PETREIUS, Petrus.
FIRST GERMAN ACCOUNT OF RUSSIA
Historien und Bericht von dem Grossfürstenthumb Muschkow
Leipzig, [ex Officina Bavarica], 1620£3,950.00
FIRST EDITION thus. 4to. pp. (xxii) 695 (i). Gothic letter. Charming engraved architectural t-p with standing figures of the emperor and patriarch of Russia, burning lamps, and Russian weapons; woodcut initials, headpieces, and typographical ornaments. General light browning, title a bit soiled, last leaf softened, light water stain at head and foot of last couple of gatherings. A good copy in contemporary vellum, lacking ties, double tooled (in black or oxidised silver), blind-stamped fleurons to inner corners, large blind-stamped fleuron to centre (upper board) and lozenge with interlacing ribbons (lower), blind-stamped fleurons to spine, small gauffered line towards headbands to upper and lower edge. Early autograph (illegible) to front pastedown, occasional slightly later ms marginalia, 4-line ms note (smudged) in a contemporary hand to rear pastedown, later bibliographical notes, and early auction price noted beneath.
Good first edition in German of a most influential C17 account of the duchy of Muscovy and the Russian provinces, with additional dedications and appendix. Petrus Petreius (Pers Persson) (1570-1620) was a Swedish diplomat and intelligencer from Uppsala, who worked for several years in Russia in the early C17 century. Petreius first published his account in Swedish, as ‘Regni Muschowitici Sciographia’ (Stockholm, 1615), marking a new attitude towards the perception of Russians in Sweden. The six parts are devoted to the cities and provinces, history (from Rurik to 1612), political ceremonies, warfare, customs, and religious
rites of Russia and its people. Most of the second part is concerned with the period spanning the reign of Boris Godunov and the start of the Romanov rule. Petreius relied heavily, especially for the section on the False Dimitris, on the yet unpublished Latin eyewitness account by Konrad Bussow. He interspersed it with personal observations based on direct experience, like the sight of the corpses of Fyodor II Borisovich and his mother bearing the imprint of the ropes which strangled them.

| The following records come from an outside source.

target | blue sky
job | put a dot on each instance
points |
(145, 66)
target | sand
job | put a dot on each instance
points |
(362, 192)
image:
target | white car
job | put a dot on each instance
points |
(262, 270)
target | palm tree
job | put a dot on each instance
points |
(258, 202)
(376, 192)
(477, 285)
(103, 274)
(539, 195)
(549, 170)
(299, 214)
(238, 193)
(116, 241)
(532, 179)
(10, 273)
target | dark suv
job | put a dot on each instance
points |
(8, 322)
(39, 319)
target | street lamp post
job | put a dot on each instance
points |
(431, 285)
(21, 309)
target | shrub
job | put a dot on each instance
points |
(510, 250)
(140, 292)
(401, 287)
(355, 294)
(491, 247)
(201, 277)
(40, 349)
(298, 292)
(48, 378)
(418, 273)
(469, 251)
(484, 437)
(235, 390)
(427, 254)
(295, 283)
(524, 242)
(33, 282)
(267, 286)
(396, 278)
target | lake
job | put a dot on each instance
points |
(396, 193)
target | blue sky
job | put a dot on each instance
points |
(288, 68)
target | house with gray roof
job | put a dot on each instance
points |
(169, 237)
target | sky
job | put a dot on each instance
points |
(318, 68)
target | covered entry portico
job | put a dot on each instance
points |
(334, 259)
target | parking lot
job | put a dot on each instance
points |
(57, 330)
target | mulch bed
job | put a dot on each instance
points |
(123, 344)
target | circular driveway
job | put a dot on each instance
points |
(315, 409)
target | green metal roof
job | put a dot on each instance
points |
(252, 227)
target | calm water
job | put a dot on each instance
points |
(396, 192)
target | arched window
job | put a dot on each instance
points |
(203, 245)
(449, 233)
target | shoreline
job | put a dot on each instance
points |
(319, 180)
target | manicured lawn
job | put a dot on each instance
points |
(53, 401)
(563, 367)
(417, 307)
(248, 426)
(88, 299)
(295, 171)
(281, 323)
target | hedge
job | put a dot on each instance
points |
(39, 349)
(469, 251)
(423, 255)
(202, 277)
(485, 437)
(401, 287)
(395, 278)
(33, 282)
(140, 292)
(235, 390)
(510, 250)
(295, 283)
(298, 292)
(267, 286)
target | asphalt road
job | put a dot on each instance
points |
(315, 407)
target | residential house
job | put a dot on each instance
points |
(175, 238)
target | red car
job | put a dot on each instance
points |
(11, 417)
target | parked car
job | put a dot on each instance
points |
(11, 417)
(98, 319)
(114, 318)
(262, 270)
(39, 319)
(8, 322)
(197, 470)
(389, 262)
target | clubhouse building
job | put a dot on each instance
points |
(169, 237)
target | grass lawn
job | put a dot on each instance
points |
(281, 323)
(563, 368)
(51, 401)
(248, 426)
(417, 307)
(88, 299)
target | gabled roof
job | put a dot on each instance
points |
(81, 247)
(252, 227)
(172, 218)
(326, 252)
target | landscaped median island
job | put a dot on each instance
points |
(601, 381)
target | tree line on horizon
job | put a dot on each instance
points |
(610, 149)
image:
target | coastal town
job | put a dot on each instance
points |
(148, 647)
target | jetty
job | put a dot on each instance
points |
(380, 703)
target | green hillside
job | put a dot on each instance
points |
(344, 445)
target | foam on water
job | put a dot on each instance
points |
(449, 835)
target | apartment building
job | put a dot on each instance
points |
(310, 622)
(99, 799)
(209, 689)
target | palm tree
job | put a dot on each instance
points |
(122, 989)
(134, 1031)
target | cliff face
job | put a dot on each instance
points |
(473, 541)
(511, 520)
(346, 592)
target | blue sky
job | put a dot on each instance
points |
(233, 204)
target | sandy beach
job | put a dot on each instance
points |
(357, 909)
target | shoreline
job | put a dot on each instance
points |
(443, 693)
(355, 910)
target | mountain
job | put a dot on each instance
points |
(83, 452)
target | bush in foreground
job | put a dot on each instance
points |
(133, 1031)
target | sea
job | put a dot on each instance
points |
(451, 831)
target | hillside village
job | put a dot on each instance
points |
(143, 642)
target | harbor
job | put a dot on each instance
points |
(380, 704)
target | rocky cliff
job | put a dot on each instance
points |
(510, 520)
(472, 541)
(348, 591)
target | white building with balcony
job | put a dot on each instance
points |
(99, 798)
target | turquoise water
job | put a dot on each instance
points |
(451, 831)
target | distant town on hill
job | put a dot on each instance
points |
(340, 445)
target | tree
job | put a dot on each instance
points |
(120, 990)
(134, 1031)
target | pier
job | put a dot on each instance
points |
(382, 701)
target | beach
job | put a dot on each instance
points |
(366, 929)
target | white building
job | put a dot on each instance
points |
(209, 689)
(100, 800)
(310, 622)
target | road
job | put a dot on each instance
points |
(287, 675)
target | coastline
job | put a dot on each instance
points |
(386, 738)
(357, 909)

‘Historien und Bericht’ is of fundamental importance for early modern European first-hand knowledge of Russian culture. Petreius adapted for the German language words relating to Russian society, making them more accessible to his new readers by avoiding, unlike in the Swedish original, Russian borrowings. In his account, the complex meaning of the term ‘Bojar’ is simplified to the title of ‘nobleman’ (‘Adel’ or ‘Herr’), and ‘keysare’, the same term used to address the German Holy Roman Emperors, appears as a translation of ‘czar’
in the reported speeches of Russian people. The ‘Historien und Bericht’ was among the sources used by I.M. Karamzin for his famous ‘History of the Russian State’ (‘История Государства Российского’) of 1843.